What you seem to be unwilling to understand is how packs fail, and can indicate plenty of charge, and then die when you put a heavy load on them. And how this marginal pack health can be entirely hidden until you run it down to 10% expecting it to work the same as it always has.
After all, it's the same as a gas tank, right? Your logs prove it!
I never said it was the same as a gas tank (unless your gas tank also has a 10% reserve tank!).
What I did say is that your statement, "but the voltage drops too much during that last 5% (indicated), causing the drone to shut down" is simply untrue, IF by 5% you mean the displayed Remaining Battery Percentage by the DJI Fly app.

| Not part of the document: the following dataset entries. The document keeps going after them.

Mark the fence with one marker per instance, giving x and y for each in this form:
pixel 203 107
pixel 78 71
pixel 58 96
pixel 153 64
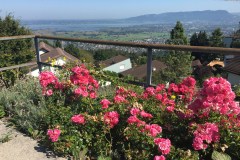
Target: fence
pixel 147 46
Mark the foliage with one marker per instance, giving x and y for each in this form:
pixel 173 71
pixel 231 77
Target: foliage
pixel 13 52
pixel 202 39
pixel 178 62
pixel 177 122
pixel 235 44
pixel 25 105
pixel 216 39
pixel 5 138
pixel 58 44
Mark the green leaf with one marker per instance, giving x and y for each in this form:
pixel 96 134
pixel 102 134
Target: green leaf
pixel 220 156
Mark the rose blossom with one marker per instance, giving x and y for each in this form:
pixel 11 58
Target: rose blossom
pixel 164 145
pixel 53 134
pixel 111 118
pixel 78 119
pixel 159 157
pixel 105 102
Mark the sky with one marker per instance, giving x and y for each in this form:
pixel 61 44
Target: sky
pixel 106 9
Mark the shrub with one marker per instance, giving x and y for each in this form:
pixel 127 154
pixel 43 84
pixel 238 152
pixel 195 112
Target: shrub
pixel 177 122
pixel 25 105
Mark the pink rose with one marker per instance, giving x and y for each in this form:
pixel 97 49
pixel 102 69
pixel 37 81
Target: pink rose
pixel 78 119
pixel 159 157
pixel 53 134
pixel 105 103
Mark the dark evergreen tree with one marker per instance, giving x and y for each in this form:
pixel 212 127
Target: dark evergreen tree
pixel 216 39
pixel 13 52
pixel 200 39
pixel 58 44
pixel 178 62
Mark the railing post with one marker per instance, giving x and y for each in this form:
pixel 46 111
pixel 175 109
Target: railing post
pixel 38 54
pixel 149 67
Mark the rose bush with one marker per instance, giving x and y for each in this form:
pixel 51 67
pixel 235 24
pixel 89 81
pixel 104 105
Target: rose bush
pixel 175 122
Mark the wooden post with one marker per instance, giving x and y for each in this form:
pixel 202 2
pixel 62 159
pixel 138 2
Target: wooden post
pixel 38 55
pixel 149 67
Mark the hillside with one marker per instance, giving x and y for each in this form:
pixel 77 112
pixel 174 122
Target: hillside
pixel 208 16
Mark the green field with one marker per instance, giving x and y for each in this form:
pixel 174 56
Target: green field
pixel 116 36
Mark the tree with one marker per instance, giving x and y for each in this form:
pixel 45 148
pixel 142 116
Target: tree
pixel 178 62
pixel 58 44
pixel 200 39
pixel 13 52
pixel 216 39
pixel 236 40
pixel 178 33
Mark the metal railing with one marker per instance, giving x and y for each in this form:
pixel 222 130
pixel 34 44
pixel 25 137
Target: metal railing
pixel 148 46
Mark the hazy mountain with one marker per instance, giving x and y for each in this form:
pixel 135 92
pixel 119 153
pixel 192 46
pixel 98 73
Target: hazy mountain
pixel 208 16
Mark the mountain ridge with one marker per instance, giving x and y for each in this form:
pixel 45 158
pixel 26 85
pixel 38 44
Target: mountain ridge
pixel 208 16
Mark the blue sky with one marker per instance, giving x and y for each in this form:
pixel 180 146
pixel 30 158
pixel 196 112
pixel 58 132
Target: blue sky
pixel 107 9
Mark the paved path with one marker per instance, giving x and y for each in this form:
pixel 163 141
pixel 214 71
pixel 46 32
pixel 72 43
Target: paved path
pixel 20 147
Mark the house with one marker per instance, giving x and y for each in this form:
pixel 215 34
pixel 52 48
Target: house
pixel 140 72
pixel 117 64
pixel 48 53
pixel 233 69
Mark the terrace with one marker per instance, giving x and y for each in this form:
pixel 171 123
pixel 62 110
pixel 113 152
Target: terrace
pixel 128 124
pixel 149 48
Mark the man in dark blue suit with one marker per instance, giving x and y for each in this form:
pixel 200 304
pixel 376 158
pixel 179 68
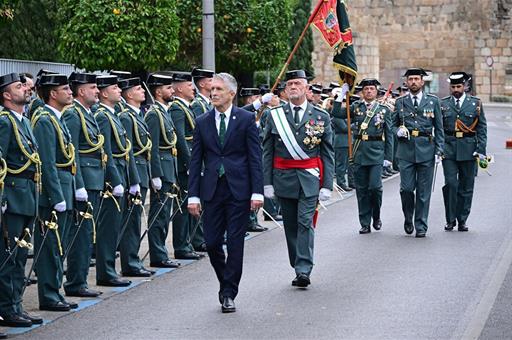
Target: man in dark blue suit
pixel 226 141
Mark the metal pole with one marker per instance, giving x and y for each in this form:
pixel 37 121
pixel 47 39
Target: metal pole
pixel 209 34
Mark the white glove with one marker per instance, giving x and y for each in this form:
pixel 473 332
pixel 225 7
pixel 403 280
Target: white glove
pixel 479 155
pixel 324 195
pixel 134 189
pixel 156 183
pixel 402 132
pixel 267 97
pixel 81 195
pixel 118 191
pixel 268 191
pixel 257 104
pixel 60 207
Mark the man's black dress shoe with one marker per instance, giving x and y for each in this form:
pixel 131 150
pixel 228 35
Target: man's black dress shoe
pixel 187 256
pixel 85 292
pixel 15 321
pixel 35 319
pixel 165 264
pixel 56 307
pixel 449 226
pixel 365 229
pixel 117 282
pixel 228 305
pixel 377 224
pixel 409 228
pixel 138 273
pixel 302 281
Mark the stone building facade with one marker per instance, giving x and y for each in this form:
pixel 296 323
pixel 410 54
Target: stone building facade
pixel 439 35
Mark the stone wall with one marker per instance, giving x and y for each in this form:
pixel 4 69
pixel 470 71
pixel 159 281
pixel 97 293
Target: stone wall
pixel 439 35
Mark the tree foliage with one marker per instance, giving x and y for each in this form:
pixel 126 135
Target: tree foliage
pixel 127 35
pixel 249 35
pixel 28 31
pixel 302 58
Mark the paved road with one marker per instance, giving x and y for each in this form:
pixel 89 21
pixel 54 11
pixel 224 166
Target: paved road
pixel 384 285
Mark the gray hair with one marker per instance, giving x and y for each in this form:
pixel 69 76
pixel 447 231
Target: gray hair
pixel 228 79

I also KNOW that, "Actually 10% Remaining Battery displayed with DJI batteries in the DJI Fly app means you have MORE than 10% of the battery's capacity remaining."
If it were not true, the drone would otherwise do as you erroneously claim, and drop out of the sky before, or at the exact moment it displayed 0% Remaining Battery.
Instead, the battery continues to sustain controllable flight for at least 2 more minutes AFTER the Fly app displays 0% Remaining Battery.
Therefore, there MUST be MORE than 10% displayed Battery Remaining when it displays 10% Remaining Battery. QED.
You can quote all the theory you want, but the fact is that my almost 500 hours of DJI flight experience and over 1400 logged flights on AirData contradict your theory.
I have never had any DJI battery fail unless it was flown for more than 2 minutes after 0% remaining battery was displayed, and I have supposedly "abused" my batteries by regularly flying them down to well below 10% displayed Remaining Battery, and kept them at 100% as much as possible to be ready to fly immediately.
Clearly, what you refuse to accept is that DJI's current 0% Remaining Battery is
deliberately misleading, leaving a Hidden Reserve Battery Capacity which will still sustain flight for two
more full minutes before the drone shuts down from battery failure.
If I had to guess, I suspect DJI's currently displayed 0% Remaining Battery is actually closer to 5-10% TRUE Remaining Battery, which would be consistent with your experience, which is why what you postulate never happens from 10% to 0% displayed Remaining Battery on current DJI aircraft.
The declining voltage charts in Air Data also show no increase in power consumption until
below 3.5V per cell, which is still 0% displayed Remaining Battery in the app. Once it reaches 3.3V per cell, it drops off precipitously, but that is not until 2 minutes after displaying 0% Remaining Battery.